Dans cet exemple, le groupe concerné se solidarise autour d’un mensonge, scellé par la loi du silence. C’est un exemple de « group think », une forme de pensée unique qui refuse toute autre version des évènements que la sienne et cherche à museler toute interrogation face aux contradictions.

Dans ce premier numéro de Regard conscient, vous lirez que cette logique prend naissance au sein de la famille, lorsque l’enfant est soumis au culte du secret (pages 4 et 5). Briser l’omerta familiale revient alors à ouvrir une véritable boîte de Pandore. Au niveau de la nation française, la Mission Interministérielle de Lutte contre les Sectes (MILS) fournit un exemple de réécriture de la mémoire collective à des fins de pouvoir (page 2).
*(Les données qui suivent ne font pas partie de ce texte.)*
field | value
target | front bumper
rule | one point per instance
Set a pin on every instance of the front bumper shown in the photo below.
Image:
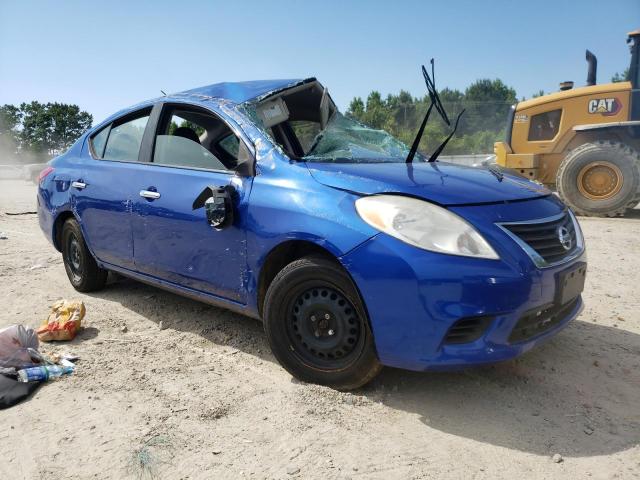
(414, 297)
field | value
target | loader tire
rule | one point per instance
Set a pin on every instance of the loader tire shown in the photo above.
(600, 179)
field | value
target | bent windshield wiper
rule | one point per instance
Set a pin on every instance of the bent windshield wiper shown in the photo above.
(437, 103)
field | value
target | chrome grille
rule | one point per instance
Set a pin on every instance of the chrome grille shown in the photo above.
(548, 241)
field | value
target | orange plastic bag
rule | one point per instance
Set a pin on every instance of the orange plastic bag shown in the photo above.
(64, 321)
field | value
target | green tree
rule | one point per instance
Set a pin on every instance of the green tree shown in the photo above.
(621, 77)
(487, 103)
(10, 119)
(51, 128)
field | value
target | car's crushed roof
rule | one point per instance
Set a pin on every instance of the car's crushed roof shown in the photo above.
(240, 92)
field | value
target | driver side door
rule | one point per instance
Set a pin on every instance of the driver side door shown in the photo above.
(174, 242)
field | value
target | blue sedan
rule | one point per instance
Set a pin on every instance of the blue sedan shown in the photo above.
(261, 197)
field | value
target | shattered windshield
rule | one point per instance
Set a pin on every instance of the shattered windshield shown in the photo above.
(345, 140)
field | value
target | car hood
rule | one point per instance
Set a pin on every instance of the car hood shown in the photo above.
(439, 182)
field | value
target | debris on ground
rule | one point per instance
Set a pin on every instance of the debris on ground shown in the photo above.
(18, 345)
(44, 373)
(146, 460)
(64, 322)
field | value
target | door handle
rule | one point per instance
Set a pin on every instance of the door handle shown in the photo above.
(149, 194)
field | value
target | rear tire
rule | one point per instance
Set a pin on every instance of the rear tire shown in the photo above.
(600, 179)
(317, 326)
(84, 273)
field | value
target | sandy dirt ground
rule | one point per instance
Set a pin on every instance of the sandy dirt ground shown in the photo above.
(192, 391)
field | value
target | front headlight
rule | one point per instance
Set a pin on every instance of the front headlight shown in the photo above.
(423, 225)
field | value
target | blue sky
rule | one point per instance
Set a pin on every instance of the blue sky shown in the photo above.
(107, 55)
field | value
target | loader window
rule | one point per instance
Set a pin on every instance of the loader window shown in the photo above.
(545, 126)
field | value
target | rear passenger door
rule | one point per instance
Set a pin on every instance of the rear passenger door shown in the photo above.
(192, 149)
(106, 185)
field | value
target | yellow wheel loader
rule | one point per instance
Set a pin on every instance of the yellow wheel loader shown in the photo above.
(583, 141)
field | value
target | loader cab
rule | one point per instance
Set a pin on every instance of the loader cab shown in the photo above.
(548, 138)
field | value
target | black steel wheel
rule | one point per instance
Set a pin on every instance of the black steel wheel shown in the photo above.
(84, 273)
(325, 328)
(317, 326)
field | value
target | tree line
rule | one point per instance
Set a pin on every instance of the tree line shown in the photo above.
(486, 103)
(35, 132)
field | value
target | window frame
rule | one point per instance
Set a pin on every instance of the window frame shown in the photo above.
(142, 112)
(556, 133)
(161, 109)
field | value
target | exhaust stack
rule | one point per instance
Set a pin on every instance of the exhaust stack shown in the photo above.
(593, 68)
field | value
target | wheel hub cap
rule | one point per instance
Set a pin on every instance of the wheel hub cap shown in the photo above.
(600, 180)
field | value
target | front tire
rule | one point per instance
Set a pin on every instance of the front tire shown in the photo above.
(317, 326)
(600, 179)
(84, 273)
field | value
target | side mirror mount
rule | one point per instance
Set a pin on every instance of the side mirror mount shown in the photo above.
(218, 205)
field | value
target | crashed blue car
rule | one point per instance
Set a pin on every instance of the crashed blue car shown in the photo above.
(262, 198)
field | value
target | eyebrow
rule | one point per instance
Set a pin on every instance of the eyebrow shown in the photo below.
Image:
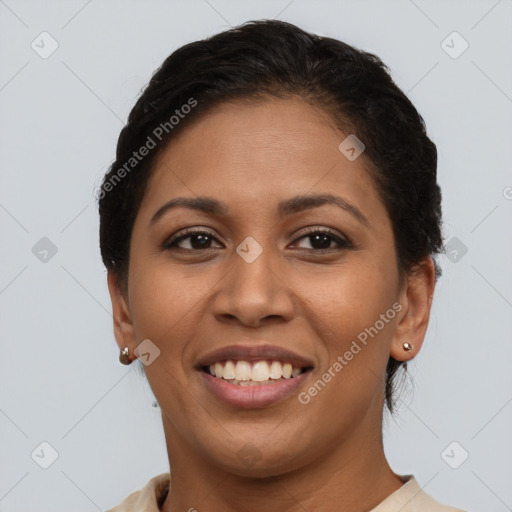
(290, 206)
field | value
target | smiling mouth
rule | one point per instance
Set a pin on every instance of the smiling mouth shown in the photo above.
(254, 373)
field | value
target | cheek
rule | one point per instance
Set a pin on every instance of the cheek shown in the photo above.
(166, 302)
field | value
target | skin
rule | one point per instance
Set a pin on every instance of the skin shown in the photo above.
(325, 455)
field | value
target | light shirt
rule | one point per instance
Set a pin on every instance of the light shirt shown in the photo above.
(409, 498)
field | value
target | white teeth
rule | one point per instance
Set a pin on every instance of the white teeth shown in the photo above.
(229, 371)
(276, 370)
(287, 370)
(260, 371)
(246, 373)
(242, 370)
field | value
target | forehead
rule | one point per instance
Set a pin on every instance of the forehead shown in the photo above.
(258, 153)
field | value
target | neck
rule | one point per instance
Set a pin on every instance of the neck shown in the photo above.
(352, 476)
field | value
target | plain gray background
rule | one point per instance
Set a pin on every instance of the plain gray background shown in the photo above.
(60, 379)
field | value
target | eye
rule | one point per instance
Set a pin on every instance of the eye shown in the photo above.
(196, 239)
(320, 239)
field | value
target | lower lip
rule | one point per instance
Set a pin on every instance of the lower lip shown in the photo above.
(250, 397)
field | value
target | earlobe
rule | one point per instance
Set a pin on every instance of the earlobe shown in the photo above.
(416, 299)
(122, 318)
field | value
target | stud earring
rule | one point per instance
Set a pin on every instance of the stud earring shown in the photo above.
(407, 346)
(124, 356)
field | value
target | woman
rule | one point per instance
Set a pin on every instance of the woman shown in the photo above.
(269, 228)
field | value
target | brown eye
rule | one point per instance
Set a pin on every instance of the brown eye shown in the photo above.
(322, 239)
(194, 240)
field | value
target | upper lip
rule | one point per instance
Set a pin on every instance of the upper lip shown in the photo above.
(254, 353)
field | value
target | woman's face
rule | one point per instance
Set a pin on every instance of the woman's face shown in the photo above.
(256, 283)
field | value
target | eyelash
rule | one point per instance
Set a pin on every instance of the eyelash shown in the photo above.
(171, 243)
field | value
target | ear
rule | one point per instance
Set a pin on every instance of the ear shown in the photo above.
(416, 300)
(123, 325)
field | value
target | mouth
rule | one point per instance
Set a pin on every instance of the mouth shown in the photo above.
(255, 376)
(254, 373)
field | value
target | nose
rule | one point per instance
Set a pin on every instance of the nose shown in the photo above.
(253, 294)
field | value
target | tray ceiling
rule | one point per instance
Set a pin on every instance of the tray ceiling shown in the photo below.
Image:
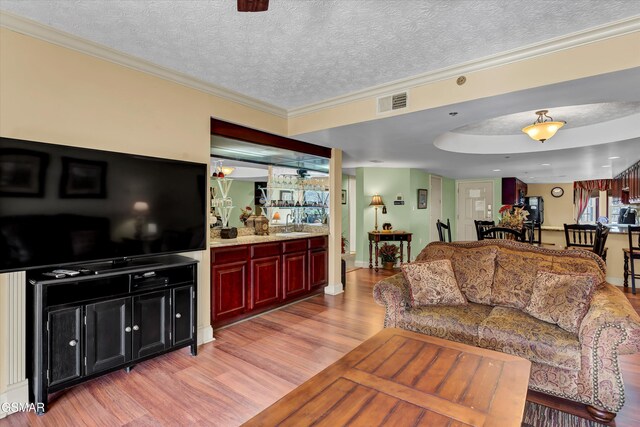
(301, 52)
Dans ce cas, c’est une véritable milice de la pensée qui affirme sa volonté de faire taire toute remise en cause.

Mais d’autres dérives témoignent du rapport névrotique que l’homme moderne entretient avec sa propre mémoire. De gigantesques fichiers de données personnelles — ou plutôt impersonnelles — circulent désormais sur l’internet grâce aux efforts technologiques de firmes comme Microsoft (page 6), par exemple. L’existence de ces mémoires numériques, exploitables à des fins de profits réels ou supposés, inquiète les associations de défense de la vie privée.

De fait, le pouvoir que nous avons d’imposer le silence à nos souffrances se paye d’un prix exorbitant. Une masse incroyable de sentiments refoulés agissent à l’insu de notre conscience et constituent de véritables empreintes de comportement (page 3). Il est maintenant reconnu que les sévices infligés aux enfants dans leur jeune âge modifient le développement neuronal et provoquent diverses formes de dissociation de la personnalité.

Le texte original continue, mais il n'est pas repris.